OLIVER W. WANGER, District Judge.
I. INTRODUCTION.
Before the court for decision is Defendant City of Merced's motion to summarily adjudicate Plaintiffs' fifth, sixth, seventh, eighth, ninth, eleventh, and thirteenth causes of action. According to the City, Plaintiffs have failed to present any admissible evidence of exposure to contaminants from the BAC site, via either groundwater or surface water, which was required under "Phase 1" of the Court's "Order Modifying Scheduling Conference Order." (Doc. 540.) As set forth in that Order, the first phase of discovery was to focus on "whether contaminants from the former [] BAC Site, Franklin County Water District or the April 2006 Flood have ever reached any location where plaintiffs could have been exposed to them, and if so, when such contaminants arrived, how such contaminants arrived at the location, how long they were present, and at what levels they were present." (Id. at 1:14-1:28.) By this motion, the City asserts that Plaintiffs have not met their "Phase 1" or "general exposure" burden, entitling it to summary adjudication.
The City moves to summarily adjudicate the groundwater contamination portions of the fifth, sixth, seventh, and eighth causes of action. Plaintiffs' remaining three claims against the City are as follows: (1) inverse condemnation; (2) nuisance; and (3) dangerous condition of public property. The elements for these latter causes of action are reproduced in Plaintiffs' opposition to the City's motion, Doc. 806. No other claims are identified by either party.
II. FACTUAL AND PROCEDURAL BACKGROUND.
This lawsuit relates to a now-closed cooling tower manufacturing facility (the "BAC site") that was operated by entities formerly owned by the BAC Defendants.
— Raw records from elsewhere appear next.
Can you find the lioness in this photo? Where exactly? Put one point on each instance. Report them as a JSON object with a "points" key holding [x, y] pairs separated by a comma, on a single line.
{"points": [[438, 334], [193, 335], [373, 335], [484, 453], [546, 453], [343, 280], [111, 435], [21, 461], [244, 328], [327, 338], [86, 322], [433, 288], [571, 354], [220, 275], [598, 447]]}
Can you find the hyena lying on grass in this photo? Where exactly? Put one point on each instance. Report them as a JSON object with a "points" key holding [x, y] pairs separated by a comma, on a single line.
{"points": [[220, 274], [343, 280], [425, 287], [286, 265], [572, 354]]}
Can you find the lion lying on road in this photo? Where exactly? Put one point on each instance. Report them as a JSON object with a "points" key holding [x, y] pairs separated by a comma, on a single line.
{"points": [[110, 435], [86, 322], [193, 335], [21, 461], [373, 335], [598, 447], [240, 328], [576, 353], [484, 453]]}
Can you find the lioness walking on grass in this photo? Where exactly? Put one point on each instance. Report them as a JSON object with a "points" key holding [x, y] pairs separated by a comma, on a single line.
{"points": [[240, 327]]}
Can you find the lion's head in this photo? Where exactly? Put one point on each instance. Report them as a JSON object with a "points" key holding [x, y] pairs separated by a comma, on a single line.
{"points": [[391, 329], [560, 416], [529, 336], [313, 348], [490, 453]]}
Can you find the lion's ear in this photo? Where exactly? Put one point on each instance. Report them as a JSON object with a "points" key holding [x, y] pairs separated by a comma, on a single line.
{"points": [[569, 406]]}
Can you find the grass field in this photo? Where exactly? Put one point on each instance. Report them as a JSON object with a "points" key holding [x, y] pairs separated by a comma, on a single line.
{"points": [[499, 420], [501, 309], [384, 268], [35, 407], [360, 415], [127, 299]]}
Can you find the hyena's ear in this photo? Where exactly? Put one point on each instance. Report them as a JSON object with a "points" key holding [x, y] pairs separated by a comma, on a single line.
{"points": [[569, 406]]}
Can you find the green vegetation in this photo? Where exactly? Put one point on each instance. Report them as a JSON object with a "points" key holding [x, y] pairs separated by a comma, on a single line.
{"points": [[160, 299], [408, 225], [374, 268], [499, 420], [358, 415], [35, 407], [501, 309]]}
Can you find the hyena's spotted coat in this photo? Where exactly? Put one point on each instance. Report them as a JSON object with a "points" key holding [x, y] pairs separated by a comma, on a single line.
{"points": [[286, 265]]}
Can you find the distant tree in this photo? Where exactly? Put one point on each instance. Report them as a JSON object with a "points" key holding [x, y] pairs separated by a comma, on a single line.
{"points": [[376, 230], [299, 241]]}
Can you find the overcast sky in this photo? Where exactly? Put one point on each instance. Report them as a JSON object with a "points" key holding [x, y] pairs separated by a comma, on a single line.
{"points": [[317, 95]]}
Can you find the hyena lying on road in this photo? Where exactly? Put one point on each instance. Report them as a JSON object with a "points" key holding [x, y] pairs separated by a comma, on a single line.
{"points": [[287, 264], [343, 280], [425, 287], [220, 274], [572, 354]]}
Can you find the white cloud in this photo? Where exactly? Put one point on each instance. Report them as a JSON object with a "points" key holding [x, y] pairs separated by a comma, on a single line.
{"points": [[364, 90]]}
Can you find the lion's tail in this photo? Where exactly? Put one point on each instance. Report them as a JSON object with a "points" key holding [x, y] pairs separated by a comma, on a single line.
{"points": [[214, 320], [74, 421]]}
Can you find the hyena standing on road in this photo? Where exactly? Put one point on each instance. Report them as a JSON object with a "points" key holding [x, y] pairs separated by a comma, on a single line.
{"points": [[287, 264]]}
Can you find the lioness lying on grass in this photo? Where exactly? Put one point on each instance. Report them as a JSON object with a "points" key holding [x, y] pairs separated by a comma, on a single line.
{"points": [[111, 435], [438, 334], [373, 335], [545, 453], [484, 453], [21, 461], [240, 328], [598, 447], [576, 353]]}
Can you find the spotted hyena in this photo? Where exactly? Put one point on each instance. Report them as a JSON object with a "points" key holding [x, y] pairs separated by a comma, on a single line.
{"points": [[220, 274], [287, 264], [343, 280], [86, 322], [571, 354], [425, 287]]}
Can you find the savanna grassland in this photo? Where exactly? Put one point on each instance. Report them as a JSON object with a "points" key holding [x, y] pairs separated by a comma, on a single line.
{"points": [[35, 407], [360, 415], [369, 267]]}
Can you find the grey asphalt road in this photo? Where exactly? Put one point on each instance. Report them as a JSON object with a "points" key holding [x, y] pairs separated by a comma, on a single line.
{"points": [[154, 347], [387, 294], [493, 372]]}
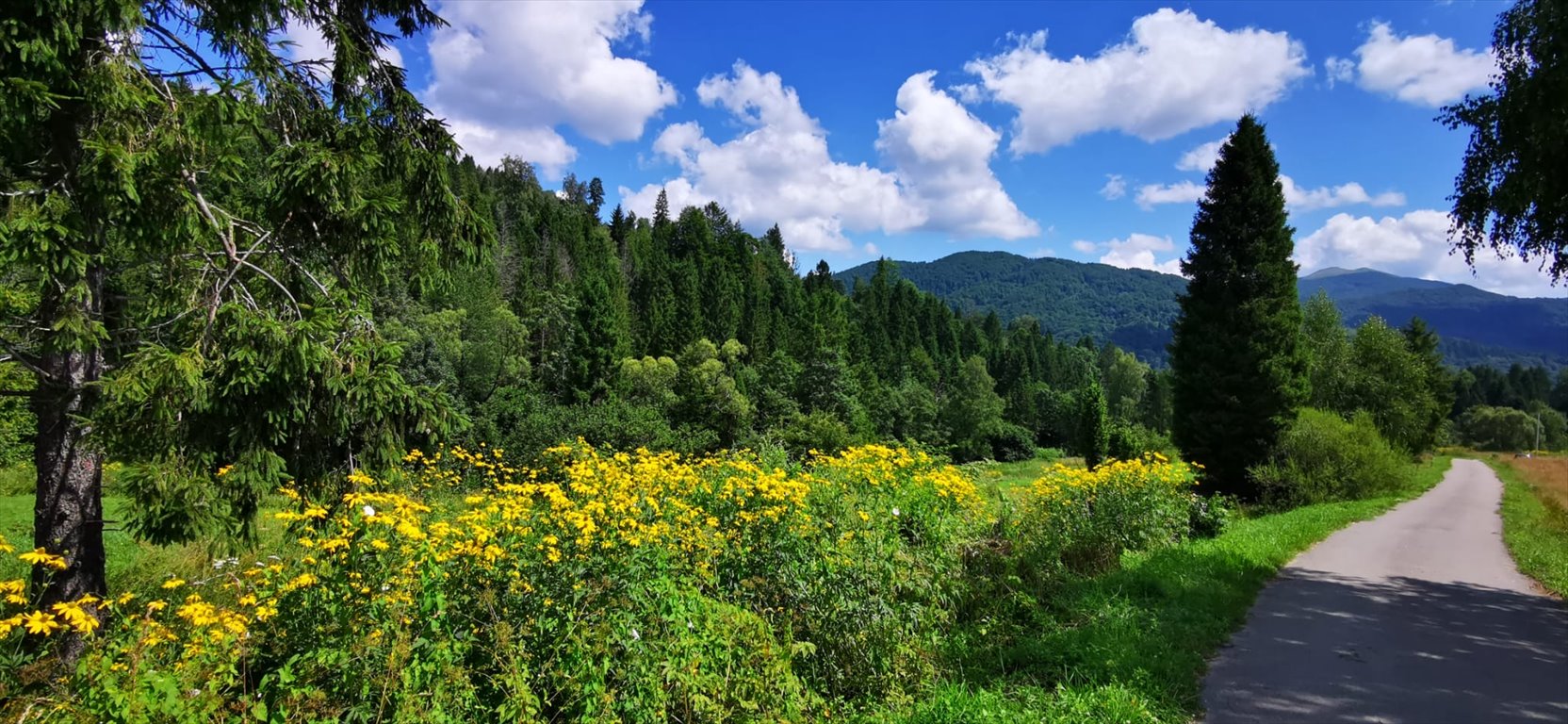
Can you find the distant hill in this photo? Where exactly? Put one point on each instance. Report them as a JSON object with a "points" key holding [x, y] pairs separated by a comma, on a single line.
{"points": [[1135, 307]]}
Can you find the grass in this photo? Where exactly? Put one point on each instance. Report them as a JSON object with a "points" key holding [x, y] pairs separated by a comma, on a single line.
{"points": [[1129, 646], [132, 566], [1534, 516], [1013, 475], [1133, 646]]}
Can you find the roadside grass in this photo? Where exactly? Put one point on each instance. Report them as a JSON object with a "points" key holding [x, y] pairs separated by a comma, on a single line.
{"points": [[1534, 516], [1133, 646], [1128, 646]]}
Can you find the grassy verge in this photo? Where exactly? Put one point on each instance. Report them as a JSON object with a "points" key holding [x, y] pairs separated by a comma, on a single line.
{"points": [[1534, 520], [1133, 646]]}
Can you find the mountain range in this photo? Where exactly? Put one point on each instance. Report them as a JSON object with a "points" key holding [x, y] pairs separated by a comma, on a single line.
{"points": [[1134, 307]]}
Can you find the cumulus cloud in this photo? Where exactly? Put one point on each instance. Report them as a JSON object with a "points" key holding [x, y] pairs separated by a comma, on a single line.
{"points": [[1152, 194], [1115, 187], [1173, 73], [507, 75], [1423, 69], [942, 157], [779, 172], [1414, 245], [1344, 194], [1201, 157], [1297, 198], [1137, 253]]}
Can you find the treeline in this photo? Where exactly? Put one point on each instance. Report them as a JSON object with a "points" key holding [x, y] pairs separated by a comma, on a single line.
{"points": [[684, 331], [1523, 408]]}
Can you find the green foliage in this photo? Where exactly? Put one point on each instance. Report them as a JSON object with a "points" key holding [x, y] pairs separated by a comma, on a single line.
{"points": [[1237, 362], [972, 411], [1091, 426], [1391, 381], [1012, 444], [1320, 458], [1079, 522], [1534, 527], [1208, 516], [1496, 428], [1511, 196]]}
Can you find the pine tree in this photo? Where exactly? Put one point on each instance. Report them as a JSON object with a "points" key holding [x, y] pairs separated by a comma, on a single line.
{"points": [[201, 257], [1236, 356], [1091, 435]]}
Plaintiffs, current or former residents of neighborhoods near the BAC Site, allege that two contaminants from the BAC Site migrated from the facility via groundwater, surface water, and air pathways to locations where plaintiffs were exposed to them. Also named as defendants are various municipalities, water districts, and developers, including the Franklin County Water District, Merced Irrigation District, the City and County of Merced, and the Meadowbrook Water District.
Four separate entities comprise the BAC Defendants: (1) Merck & Co; (2) Amsted Industries, Inc.; (3) Baltimore Aircoil Company, Inc.; and (4) Track Four, Inc.
The former BAC Site is located at 3058 Beachwood Drive, Merced, California.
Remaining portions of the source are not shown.